99-October-14
Chairs: Donald Eastlake and Joseph Reagle
Note Taker: Joseph Reagle [text]
Participants
- Donald Eastlake 3rd, IBM
- Joseph Reagle, W3C
- Mark Bartel, JetForm
- John Boyer, UWI
- David Solo, Citigroup
- Peter Norman, FactPoint
- Ed Simon , Entrust Technologies Inc.
- Barbara Fox, Microsoft
Taxonomy of Decisions for Syntactical Stuff
- Reagle Sent a proposal to the list.
- Eastlake will send thoughts on parameters and algorithms.
- ACTION Reagle: create document that covers syntactical, default, and algorithm/parameter
conventions such that (1) we come to agreement and (2) the document has consistency.
Types
- Eastlake: Do we have input/output types as well?
- Boyer: people need to be careful in their specifications for transformations over XML to
retain the <?xml ... > and doctype declarations. If they do something that loses
that information, they shot themselves in the foot.
- Solo: it may be useful for some transformations, but for all of Boyer's XML
transformations, the XML should carry that information. Eastlake seems opposed to mucking
up his fragments with XML declarations. Boyer states you are still carrying it but it in
the attribute.
- Solo: a way to think about it: transform is applied to bytestream, might need some other
control information.
- Solo proposes: permit syntax to specify input, but note that for all of our specified
XML transformations type should be in the XML.
- ACTION Reagle: bounce this issue off of XML people. Do XSLT mind if we transform
well-formed XML into XML without declarations?
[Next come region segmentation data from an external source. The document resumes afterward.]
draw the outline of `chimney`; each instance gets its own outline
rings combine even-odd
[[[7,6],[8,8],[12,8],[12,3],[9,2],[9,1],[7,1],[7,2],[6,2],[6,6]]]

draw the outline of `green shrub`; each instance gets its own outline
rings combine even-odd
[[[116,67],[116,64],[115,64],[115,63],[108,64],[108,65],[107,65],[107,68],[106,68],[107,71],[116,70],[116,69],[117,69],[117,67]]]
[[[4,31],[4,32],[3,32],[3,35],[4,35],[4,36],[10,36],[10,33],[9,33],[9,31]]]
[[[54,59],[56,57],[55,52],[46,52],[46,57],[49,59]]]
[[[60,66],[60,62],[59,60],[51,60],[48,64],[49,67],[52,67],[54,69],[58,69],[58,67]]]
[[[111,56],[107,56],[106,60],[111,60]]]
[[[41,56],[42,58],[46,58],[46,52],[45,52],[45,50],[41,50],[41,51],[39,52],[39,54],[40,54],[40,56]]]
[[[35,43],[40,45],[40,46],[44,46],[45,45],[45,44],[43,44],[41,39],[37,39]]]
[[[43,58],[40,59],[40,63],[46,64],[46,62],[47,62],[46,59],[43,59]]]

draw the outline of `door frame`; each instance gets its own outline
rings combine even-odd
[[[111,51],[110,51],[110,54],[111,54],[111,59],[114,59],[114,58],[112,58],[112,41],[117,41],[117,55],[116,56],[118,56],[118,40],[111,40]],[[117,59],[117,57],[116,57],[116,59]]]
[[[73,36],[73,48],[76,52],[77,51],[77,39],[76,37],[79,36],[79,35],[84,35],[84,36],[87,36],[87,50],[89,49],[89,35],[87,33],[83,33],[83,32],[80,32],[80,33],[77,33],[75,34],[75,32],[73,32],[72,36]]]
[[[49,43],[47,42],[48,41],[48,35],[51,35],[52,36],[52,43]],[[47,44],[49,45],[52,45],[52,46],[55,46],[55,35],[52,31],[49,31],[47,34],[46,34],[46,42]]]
- Reagle: what happens if the signature syntax says text/xml, but the signature was based
on the content type described by the HTTP headers. Which is normative?
- Eastlake: the type specified in the signature (if present) is dominant.
DTDs
- Discussion resulting from "Section 6.0 -- The DTD appears incorrect. ANY can only
occur once and not with any of the current defined items. Should ANY be inside of the *?
"
- Result: XML Signatures will not be validated signatures. Did to write an XML schema.
Location
Do we allow fragmentID's in location, or require them to sit in transformations.
- Only URI in <location> without fragmentID, otherwise
- use transformations to refer to a local IDREF, or parts of other documents.
Review of Outstanding Action Items
- Example in section 2.0 should be a DSS example as this is the mandatory example. I
assume that at some point this will be come a verifiable example as well. WG Agrees..
ACTION Solo: will change example, and we will hopefully have a verifiable example at some
point.
- Do we include or exclude the object in the signature. continue with excluding such that
the signature passes for an object or an external resource. ACTION Solo: reflect in his
edit.
- Section 6.0 -- The DTD appears incorrect. ANY can only occur once and not with any of
the current defined items. Should ANY be inside of the *?
- Solo: This section is presently heavily underspecified. Add a comment that it requires
significant additional work.
ACTION Solo: will add ANSI reference if he can find it.
All IETF drafts now require a patent statement a the top of the draft. Such a
statement should be added to the document.
ACTION Reagle: Add link in W3C status to patent statements now on Web site.
We'll add the IETF disclosure to the IETF version when generated.
Section 3.0 - Insert reference to Base64. ACTION Bartel: includes the reference.
ACTION Reagle Fix. ACTION Reagle: move from c14n to canonicalization. In the XML
canonicalization. Text we can keep for the time being. Bartel would like Alg spelled out
too. No agreement -- but no opposition either really.
ACTION Solo: clarify section 8.
Action REAGLE: Move most comments to open issues sectio
ACTION Boyer: will write up a proposal for 7.6 using "Recommended"
term.
New Resulting Action Items
- ACTION Reagle: create document that covers syntactical, default, and algorithm/parameter
convensions such that (1) we come to agreement and (2) the document has consistency.
- ACTION Reagle: take David's edit and format it for publication.
- ACTION Simon: begining thinking about the "normative" example such that we can
test resulting signature values generated from different applications.